What’s Next For The U.S.-Ukraine Minerals Deal?

The US-Ukraine minerals deal has unsurprisingly captured the attention of the world. From a dramatic confrontation in the White House involving Zelensky to Trump’s increasingly souring attitude towards Putin, the deal has a captivating personal dimension. The agreement itself represents the culmination of many critical structural trends present today. These include the elevation of emerging energy sources to the same level as hydrocarbons and the war in Ukraine’s capacity to remake the international system.

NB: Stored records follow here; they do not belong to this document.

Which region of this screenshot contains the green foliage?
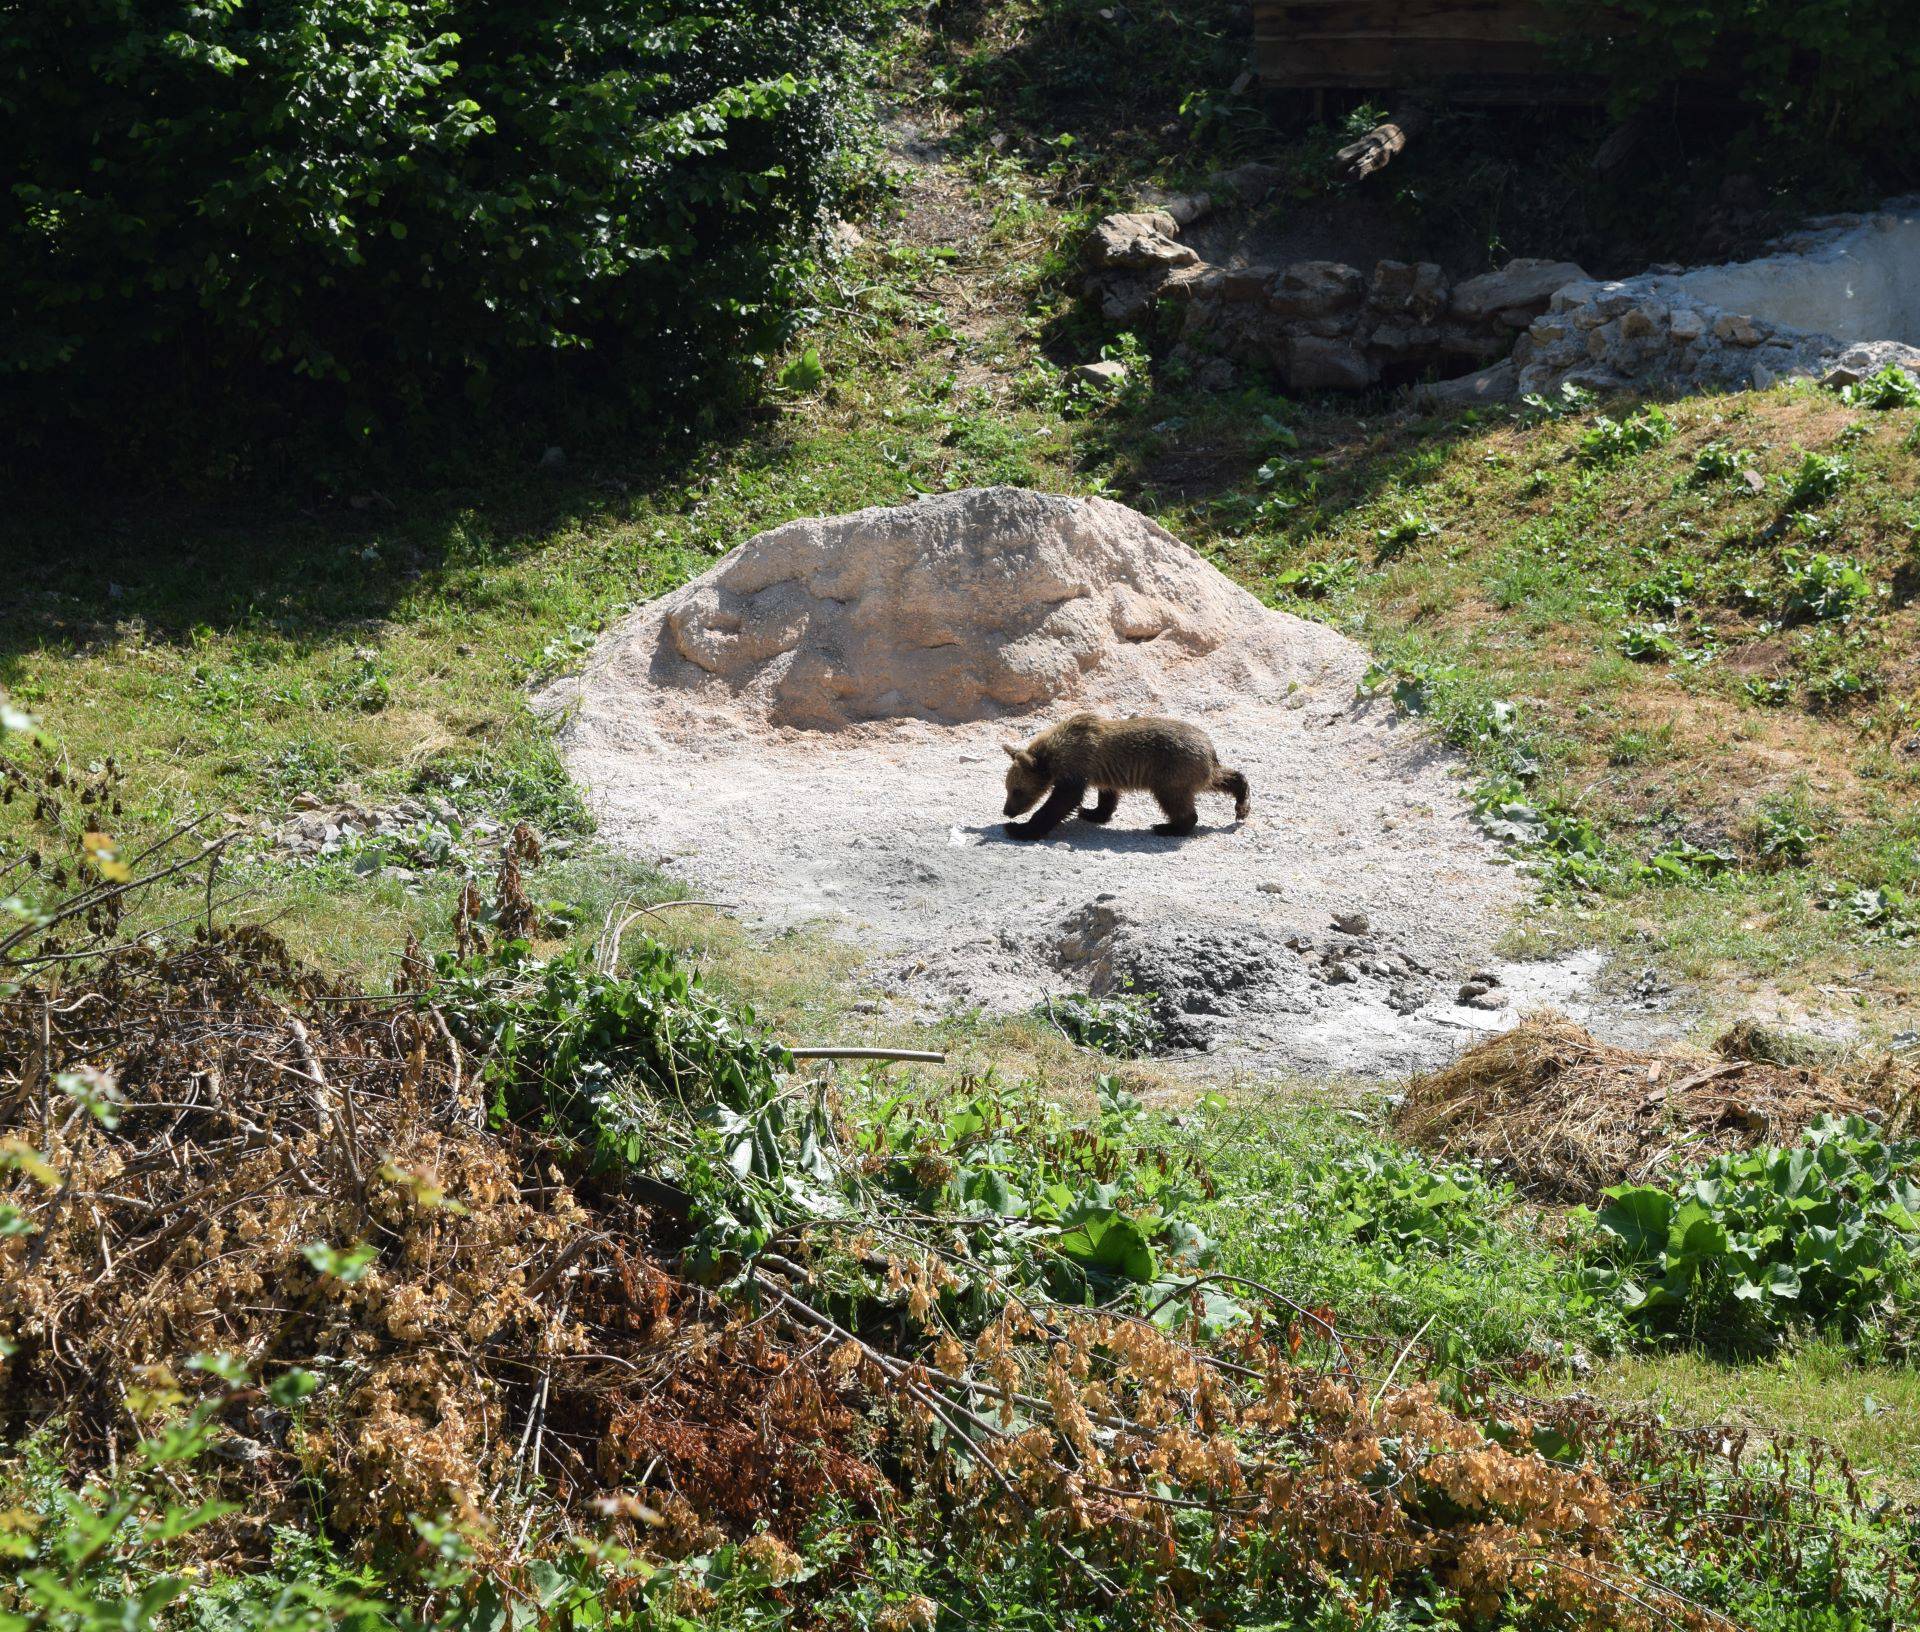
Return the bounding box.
[1617,619,1681,661]
[1548,0,1920,171]
[1840,365,1920,410]
[1781,452,1853,512]
[1274,555,1359,598]
[1583,1117,1920,1351]
[441,936,788,1166]
[858,1073,1218,1312]
[1692,441,1754,483]
[1826,884,1920,944]
[1517,381,1597,423]
[0,1378,395,1632]
[1782,550,1875,622]
[1372,508,1441,560]
[1043,988,1162,1058]
[1195,1101,1614,1365]
[1576,406,1675,467]
[0,0,879,474]
[1753,804,1822,868]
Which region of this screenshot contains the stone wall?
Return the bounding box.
[1084,194,1920,403]
[1084,198,1584,401]
[1515,202,1920,399]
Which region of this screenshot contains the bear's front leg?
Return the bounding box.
[1006,778,1086,840]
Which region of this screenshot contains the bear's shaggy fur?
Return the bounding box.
[1001,712,1250,840]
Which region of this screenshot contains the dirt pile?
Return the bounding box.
[554,487,1633,1078]
[1396,1017,1914,1201]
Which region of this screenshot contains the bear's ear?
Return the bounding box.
[1003,743,1026,762]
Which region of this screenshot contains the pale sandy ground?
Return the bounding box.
[547,490,1664,1079]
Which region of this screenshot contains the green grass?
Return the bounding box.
[1562,1342,1920,1500]
[1186,1093,1622,1366]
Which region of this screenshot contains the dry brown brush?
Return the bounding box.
[0,863,1911,1625]
[1396,1016,1913,1202]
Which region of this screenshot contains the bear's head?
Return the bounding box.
[1002,744,1049,817]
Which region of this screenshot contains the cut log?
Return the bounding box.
[1331,105,1429,183]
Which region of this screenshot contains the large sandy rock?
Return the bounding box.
[1087,211,1198,271]
[649,487,1287,730]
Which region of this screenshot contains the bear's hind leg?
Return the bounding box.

Appreciation of these structural facets has resulted in much of the popular discourse neglecting the fine details of this agreement and treating the agreement as if it were reality. In truth, the agreement is merely the first step of many, and is quite different from its original incarnation and there is still a perilous journey towards realization.

What’s In The US-Ukraine Minerals Deal?

Originally, Trump championed the deal as a means of forcing Ukraine to repay all military and financial assistance from the US, and secure American economic dominance in Ukraine at the expense of other outside actors. Despite the White House’s loud and persistent declarations of victory, almost none of the Trump administration’s efforts have been realized. In its original form, the agreement resembled American control over huge parts of the Ukrainian economy and budget. That is now gone.

The agreement does not apply to previously delivered aid to Ukraine, despite Trump considering that as a debt that needed to be repaid. It only refers to future hypothetical revenues, not benchmarked against any static metric, meaning returns are far from guaranteed. Furthermore, much of the agreement’s provisions for compensation of aid are contingent upon a hypothetical economic recovery. While, as I wrote as far back as June 2022, such a recovery is possible, it is also not guaranteed. Zelensky has thus avoided immediate payments while securing a contingency to prevent impossible future repayments if recovery lags.

Under the terms of the agreement, Ukraine is also not obligated to give up other arrangements or exclusively prioritize American investments. This means the liquid assets already mortgaged to mostly European actors remain intact, while the physical assets in areas such as agriculture, energy, telecommunications, etc… that are still intact will stay with their previous owners. All language demanded by the US involving “right of first refusal” and other special privileges was removed from the document after subsequent rounds of negotiation. Comparatively, the EU and UK safeguarded their interests via a 100-year comprehensive agreement with Kyiv.

Many of these stipulations, while significant, are legally cast as non-binding declarations. While these can still signal intent and create constituencies interested in their enforcement, they’re not at the level of treaty obligations. Even if all parties were locked into this agreement with iron-clad sincerity, outdated Soviet-era geological maps, the final lines of territorial control, and sundry logistical difficulties mean implementation would be challenging.

America’s dream of securing dominance in one of the world’s breadbaskets, home to vast resources and human capital at the expense of Europe and Russia, has been deftly parried. On one level, this agreement represents a failure for Trump’s much vaunted business acumen. On the other, it may represent a strategic opportunity.

Strategic Implications Of The US-Ukraine Minerals Deal

Trump’s deal, even if far short of his ideals, has inadvertently recast the war in Ukraine from “Biden’s Blunder” to “Trump’s war too”. As, ironically, Steve Bannon warned and many foreign policy professionals in Washington hoped, Trump has repeated a similar dynamic to Richard Nixon in Vietnam. The Vietnam War similarly transformed from “Johnson’s War” to a bipartisan American blunder when Nixon ultimately chose to continue engaging with the conflict after his election. Ukraine, unlike Vietnam, doesn’t demand an immediate exit strategy for America and offers far more immediate and concrete strategic benefits.

This failure for Trump may represent an inadvertent success for America. The deal has allowed the resumption of American military aid to Ukraine, something many traditionalists in the foreign policy establishment have been yearning for. The failure to secure American dominance in Ukraine may also help close the widening gap in Euro-American relations opened by Trump.

The reasons for this turnaround and shortfall are unclear. Trump may have been convinced by messaging from traditional Republicans emphasizing that Putin thinks Trump is weak, or maybe even some Republican politicians using Russian social mores to call Putin “woke”. It could have been EU and UK leaders using Zelensky as leverage and outmaneuvering Trump. In the final balance, European assets were protected with American commitments, and Europe retained its prime position in the Ukrainian economy, meaning Trump may have swallowed the bait and been duped into once again “protecting Europe”.

Until this question is a matter of historical record, we won’t know why exactly the Trump administration backed down on its demands on Ukraine. Incompetence, European conniving, intra-party politics, personal slights, and strategic reassessments are all possible answers. What is not debatable is that the US-Ukraine minerals deal, while hollow in immediate extractive gain for the US and in many respects a Trump defeat, heralds a new age. Trump’s Ukraine mineral agreement, intentionally or otherwise, has ushered in a new era of American diplomacy and minerals-focused energy concerns.